Even if the blockbuster exhibitions are full of photography and video works, painting is still the most demanded form of art-work in the local art market and artists are keen to show their painting skills, because painting—or the handmade art work—is still a signal for the public to discern whether the artist is professional or not. Today’s young generation is reflecting its ideas, concepts, interpretations, criticism mainly through painting, photography and video, but also through artistic and cultural events which they organize particularly without a curating hand in it.
Throughout the 1990s, the urgency of the artist was “identity” in political, ethnic, gender-oriented locations with references to their origins or traditions. Since 2000, while a group of artists of Turkey are running after more global pursuits, producing works for international curators and audiences by following the concept and strategy trends, another group is still dealing with the local issues and problems. Sometimes, the artworks look like newspaper headlines with pictures or propaganda posters dealing with daily local politics.
Photography with all its possibilities of true or false representations, with its illusive appearances or with its possibilities of monumentality is being utilized by almost all artists. Documentary photography is the basis of socio-political artworks as well. Yet, the ambiguous issue in photographic works is the relation of the image to the conceptual framework of the artist’s manifestation, or the already worldwide consumed criteria that are repetitively being employed for the impact of the photographic image. Convincing and persuasive photographic work comes with its theoretical and philosophical background which can only be mapped out in the expanded oeuvre of the artist.
Regional exhibitions, or exhibitions that unite artists from neighboring countries that have past and present political and cultural relations are no doubt a fertile soil for new productions and events. When I was curating together with Magda Guruli the first comprehensive show of Georgian artist in Istanbul during the 10th Istanbul Biennale, I indicated that we have to admit the weakness and the absence of communication and knowledge in the relationship between the culture and art worlds of Turkey and those of the Soviet world during the Cold War period and that presently we (mostly curators and museum directors) are making a special effort to fill the vacuum created by the apathy between 1950-1990 via cultural and artistic activities.

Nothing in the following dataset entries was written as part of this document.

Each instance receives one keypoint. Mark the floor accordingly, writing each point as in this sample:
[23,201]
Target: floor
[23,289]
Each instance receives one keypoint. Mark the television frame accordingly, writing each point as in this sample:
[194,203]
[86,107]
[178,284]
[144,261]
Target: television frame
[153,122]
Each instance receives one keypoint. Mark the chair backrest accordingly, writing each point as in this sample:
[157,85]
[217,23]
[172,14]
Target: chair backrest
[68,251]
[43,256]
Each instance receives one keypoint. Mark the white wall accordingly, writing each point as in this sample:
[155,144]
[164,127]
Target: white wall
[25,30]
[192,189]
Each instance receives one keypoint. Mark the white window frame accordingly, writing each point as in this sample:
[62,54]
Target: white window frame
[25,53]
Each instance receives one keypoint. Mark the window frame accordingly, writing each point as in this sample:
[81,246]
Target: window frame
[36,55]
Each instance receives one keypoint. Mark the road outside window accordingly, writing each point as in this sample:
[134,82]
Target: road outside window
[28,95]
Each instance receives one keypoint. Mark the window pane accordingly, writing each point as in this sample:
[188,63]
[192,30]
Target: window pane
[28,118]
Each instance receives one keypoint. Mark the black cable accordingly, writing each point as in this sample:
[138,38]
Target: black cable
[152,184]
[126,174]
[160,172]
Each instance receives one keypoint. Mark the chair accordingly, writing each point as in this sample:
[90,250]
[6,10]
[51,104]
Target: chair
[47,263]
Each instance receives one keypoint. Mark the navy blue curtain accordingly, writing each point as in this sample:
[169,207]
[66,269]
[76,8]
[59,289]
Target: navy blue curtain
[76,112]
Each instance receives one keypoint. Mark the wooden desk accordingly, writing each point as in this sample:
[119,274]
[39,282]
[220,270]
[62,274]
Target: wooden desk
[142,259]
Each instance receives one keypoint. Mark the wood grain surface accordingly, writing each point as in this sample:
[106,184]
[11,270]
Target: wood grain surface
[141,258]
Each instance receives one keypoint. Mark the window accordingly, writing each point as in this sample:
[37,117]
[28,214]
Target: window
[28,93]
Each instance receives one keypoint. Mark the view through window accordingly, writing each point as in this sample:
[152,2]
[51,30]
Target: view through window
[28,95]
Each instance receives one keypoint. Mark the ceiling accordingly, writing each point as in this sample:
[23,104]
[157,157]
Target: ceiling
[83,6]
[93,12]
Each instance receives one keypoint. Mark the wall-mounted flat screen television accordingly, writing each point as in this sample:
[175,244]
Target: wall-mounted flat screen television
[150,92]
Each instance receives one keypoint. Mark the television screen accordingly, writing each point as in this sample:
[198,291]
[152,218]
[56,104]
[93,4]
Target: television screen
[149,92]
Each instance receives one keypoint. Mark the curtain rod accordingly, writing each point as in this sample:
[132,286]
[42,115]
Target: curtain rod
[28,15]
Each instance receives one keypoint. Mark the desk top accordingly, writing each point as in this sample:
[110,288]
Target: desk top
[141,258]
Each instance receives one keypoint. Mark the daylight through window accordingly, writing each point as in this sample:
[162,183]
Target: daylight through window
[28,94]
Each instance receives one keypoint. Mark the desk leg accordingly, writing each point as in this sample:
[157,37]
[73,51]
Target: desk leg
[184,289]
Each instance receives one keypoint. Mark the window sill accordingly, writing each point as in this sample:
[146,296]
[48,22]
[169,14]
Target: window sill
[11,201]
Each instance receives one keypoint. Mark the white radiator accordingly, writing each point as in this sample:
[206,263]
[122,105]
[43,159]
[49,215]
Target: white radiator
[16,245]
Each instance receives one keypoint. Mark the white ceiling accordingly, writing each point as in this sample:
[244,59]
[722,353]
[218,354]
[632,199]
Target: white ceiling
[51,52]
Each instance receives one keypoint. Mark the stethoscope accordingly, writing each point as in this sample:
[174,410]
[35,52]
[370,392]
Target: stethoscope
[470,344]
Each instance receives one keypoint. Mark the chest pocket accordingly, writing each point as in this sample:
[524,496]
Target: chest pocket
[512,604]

In the 1990s, when the discovery of the other was the fundamental quest, West European curators and museum directors have united the artists of East Europe, Balkans, Greece and Turkey in eclectic group shows. Looking back to those exhibitions, there is no doubt that they have motivated the artists to democratic openness and the local art scenes to acknowledge international criteria. The encounter of the artists of the onetime polarized cultures created a new synergy in transforming the theoretical, philosophical and conceptual fundaments of contemporary art. The macro-events have prepared the field for in depth encounters or i.e. the empty parts of the macro-picture can only be embroidered meticulously through a more profound collaboration, which I believe Bahcesaray exhibition will be an interesting model.